A few weeks ago, this column speculated as to what decision Gov. Nathan Deal would make with regard to an expansion of Medicaid in Georgia. The Supreme Court upheld the Affordable Care Act (ACA) and also opened the door for states to opt out of the law’s Medicaid expansion.
There were about 1.4 million Georgians on Medicaid in 2010, according to the Georgia Department of Community Health, and Gov. Deal estimates an additional 650,000 Georgians would be eligible under the expansion.
Now we know Deal’s decision. The Governor told reporters at the GOP convention that he will not expand the program, firmly stating, "No, I do not have any intentions of expanding Medicaid. I think that is something our state cannot afford.”
How can Georgia NOT afford the expansion? Under the ACA, the federal government would cover 100 percent of the costs of the Medicaid expansion for the first three years and at least 90 percent of the costs thereafter. The Medicaid expansion would mean more than $25 billion in new federal money to Georgia over 10 years.
According to the Atlanta Journal-Constitution, word of Deal’s decision set off a wave of anxiety among hospital officials and patient advocates in the state, with one saying that the governor is “certainly putting hospitals at risk,” and others calling the decision a “mistake” and “short-sighted.”
Deal’s decision is a disaster for all Georgians.

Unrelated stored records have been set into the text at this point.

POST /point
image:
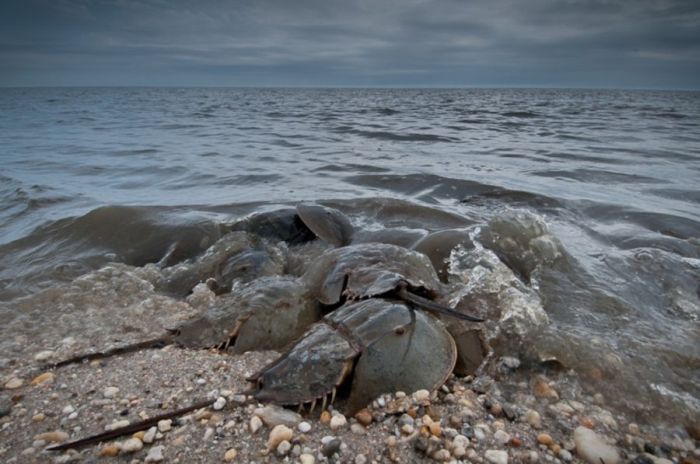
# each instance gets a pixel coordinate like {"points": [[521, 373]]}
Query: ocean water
{"points": [[100, 175]]}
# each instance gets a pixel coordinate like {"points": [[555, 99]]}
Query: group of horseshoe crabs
{"points": [[361, 319]]}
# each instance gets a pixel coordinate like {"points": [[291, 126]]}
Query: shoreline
{"points": [[467, 420]]}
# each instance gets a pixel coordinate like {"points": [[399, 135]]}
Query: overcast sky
{"points": [[542, 43]]}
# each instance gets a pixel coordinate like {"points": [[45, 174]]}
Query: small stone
{"points": [[14, 383], [461, 440], [117, 425], [592, 448], [110, 450], [155, 454], [110, 392], [283, 448], [421, 396], [542, 389], [44, 379], [278, 434], [57, 436], [441, 455], [501, 437], [230, 454], [219, 403], [165, 425], [545, 439], [533, 418], [255, 424], [332, 447], [459, 451], [364, 417], [357, 429], [276, 415], [304, 427], [150, 435], [131, 445], [44, 355], [497, 456], [338, 421]]}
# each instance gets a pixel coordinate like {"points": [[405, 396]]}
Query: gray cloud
{"points": [[597, 43]]}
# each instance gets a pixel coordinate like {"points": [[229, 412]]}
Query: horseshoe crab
{"points": [[373, 346], [365, 347], [268, 313], [377, 269]]}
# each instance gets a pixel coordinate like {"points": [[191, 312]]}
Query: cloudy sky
{"points": [[432, 43]]}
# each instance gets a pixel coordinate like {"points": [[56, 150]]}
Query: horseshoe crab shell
{"points": [[375, 345], [268, 313], [367, 270]]}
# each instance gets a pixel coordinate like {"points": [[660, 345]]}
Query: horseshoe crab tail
{"points": [[144, 345], [143, 425], [428, 305]]}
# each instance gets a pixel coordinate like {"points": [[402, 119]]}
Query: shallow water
{"points": [[92, 176]]}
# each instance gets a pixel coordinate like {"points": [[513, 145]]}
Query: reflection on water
{"points": [[589, 197]]}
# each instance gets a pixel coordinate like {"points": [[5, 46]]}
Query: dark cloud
{"points": [[596, 43]]}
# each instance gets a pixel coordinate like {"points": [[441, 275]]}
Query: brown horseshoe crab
{"points": [[268, 313], [364, 345], [377, 269]]}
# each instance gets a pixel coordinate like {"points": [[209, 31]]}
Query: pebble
{"points": [[110, 450], [230, 454], [131, 445], [275, 415], [44, 355], [278, 434], [110, 392], [155, 454], [219, 403], [533, 418], [364, 417], [543, 390], [545, 439], [421, 396], [498, 456], [255, 424], [68, 409], [165, 425], [501, 437], [56, 436], [338, 421], [14, 383], [591, 447], [45, 378], [441, 455], [332, 447], [283, 448], [357, 429], [304, 427]]}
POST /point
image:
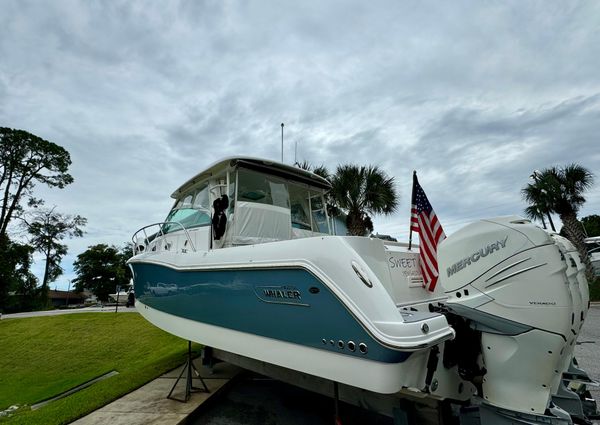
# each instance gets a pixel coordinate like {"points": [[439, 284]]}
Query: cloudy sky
{"points": [[144, 94]]}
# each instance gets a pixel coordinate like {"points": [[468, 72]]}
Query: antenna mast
{"points": [[281, 142]]}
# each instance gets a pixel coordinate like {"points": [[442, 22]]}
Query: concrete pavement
{"points": [[150, 405]]}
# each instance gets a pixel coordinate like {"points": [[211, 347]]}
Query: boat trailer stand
{"points": [[189, 385]]}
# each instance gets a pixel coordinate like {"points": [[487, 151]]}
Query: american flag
{"points": [[424, 221]]}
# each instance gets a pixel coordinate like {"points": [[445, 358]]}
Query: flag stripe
{"points": [[424, 221]]}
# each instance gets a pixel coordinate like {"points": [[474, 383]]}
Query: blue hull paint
{"points": [[282, 304]]}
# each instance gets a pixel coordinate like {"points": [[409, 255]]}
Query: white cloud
{"points": [[143, 95]]}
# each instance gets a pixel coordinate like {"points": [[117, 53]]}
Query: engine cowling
{"points": [[515, 283]]}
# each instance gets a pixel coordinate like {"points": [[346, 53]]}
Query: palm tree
{"points": [[560, 190], [362, 192]]}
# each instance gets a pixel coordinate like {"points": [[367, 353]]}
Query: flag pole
{"points": [[412, 201]]}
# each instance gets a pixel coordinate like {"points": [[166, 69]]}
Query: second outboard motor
{"points": [[507, 278]]}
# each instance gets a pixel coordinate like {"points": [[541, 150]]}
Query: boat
{"points": [[247, 262], [593, 246]]}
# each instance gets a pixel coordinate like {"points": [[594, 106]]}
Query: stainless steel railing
{"points": [[147, 240]]}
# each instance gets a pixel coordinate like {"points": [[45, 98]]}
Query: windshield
{"points": [[191, 210]]}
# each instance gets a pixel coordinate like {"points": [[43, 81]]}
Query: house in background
{"points": [[66, 298]]}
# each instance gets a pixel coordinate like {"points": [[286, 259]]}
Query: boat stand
{"points": [[189, 385], [336, 404]]}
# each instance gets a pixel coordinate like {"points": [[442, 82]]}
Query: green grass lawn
{"points": [[44, 356]]}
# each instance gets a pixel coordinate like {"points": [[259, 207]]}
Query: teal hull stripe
{"points": [[286, 304]]}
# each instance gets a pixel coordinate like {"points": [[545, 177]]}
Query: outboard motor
{"points": [[524, 290]]}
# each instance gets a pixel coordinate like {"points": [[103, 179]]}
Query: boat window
{"points": [[319, 213], [201, 198], [262, 189], [192, 210], [299, 207]]}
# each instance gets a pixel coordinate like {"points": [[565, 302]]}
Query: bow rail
{"points": [[148, 240]]}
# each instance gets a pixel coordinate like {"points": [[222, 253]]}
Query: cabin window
{"points": [[191, 210], [299, 207], [262, 189], [319, 213]]}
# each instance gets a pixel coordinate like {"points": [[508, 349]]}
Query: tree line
{"points": [[27, 225]]}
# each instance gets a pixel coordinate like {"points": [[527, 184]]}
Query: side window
{"points": [[201, 199], [261, 189], [299, 207], [319, 213], [191, 210]]}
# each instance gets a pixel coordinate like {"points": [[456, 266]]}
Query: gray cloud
{"points": [[144, 95]]}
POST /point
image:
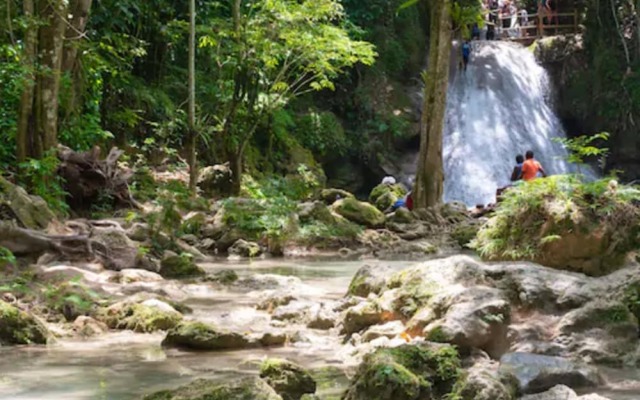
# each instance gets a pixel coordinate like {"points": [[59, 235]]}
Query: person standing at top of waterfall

Here’s why:
• Hospitals need it. When the health law was passed, hospitals agreed to accept cuts in payments that help cover the cost of providing care to the uninsured. If almost everybody had insurance, as envisioned by the law, hospitals could afford to take those cuts. Without the expansion, however, hospitals will be stuck providing care to the one in five Georgians who lack insurance.
• We all pay. Those without insurance rely on emergency rooms – very expensive care. Georgia hospitals provide between $1 billion and $1.5 billion in uncompensated care each year. The rest of us pay for that care – an estimated $1,000 per year more in premiums to pay the higher rates hospitals charge to make up for their losses in providing care to the uninsured.
• Grandpa needs it. According to the Kaiser Commission on Medicaid and the Uninsured, 70 percent of Medicaid dollars are spent on the elderly and disabled, primarily in the form of nursing home care. Medicaid is the nation’s single largest purchaser of long-term care services, accounting for 46 percent of all nursing home spending.
• It’s short-sighted. The uninsured often don’t see a physician until the condition is critical. The working poor, but uninsured, diabetic who gets proper wound care won’t end up losing a leg and seeking Social Security Disability, costing taxpayers far more.
• No savings for Georgians. Even the Governor has acknowledged that if Georgia doesn’t join in the Medicaid expansion, our residents will be paying for expansions in other states.
Celia Murray is a member of the Morgan County Democratic Committee.
Printed in the September 13 edition.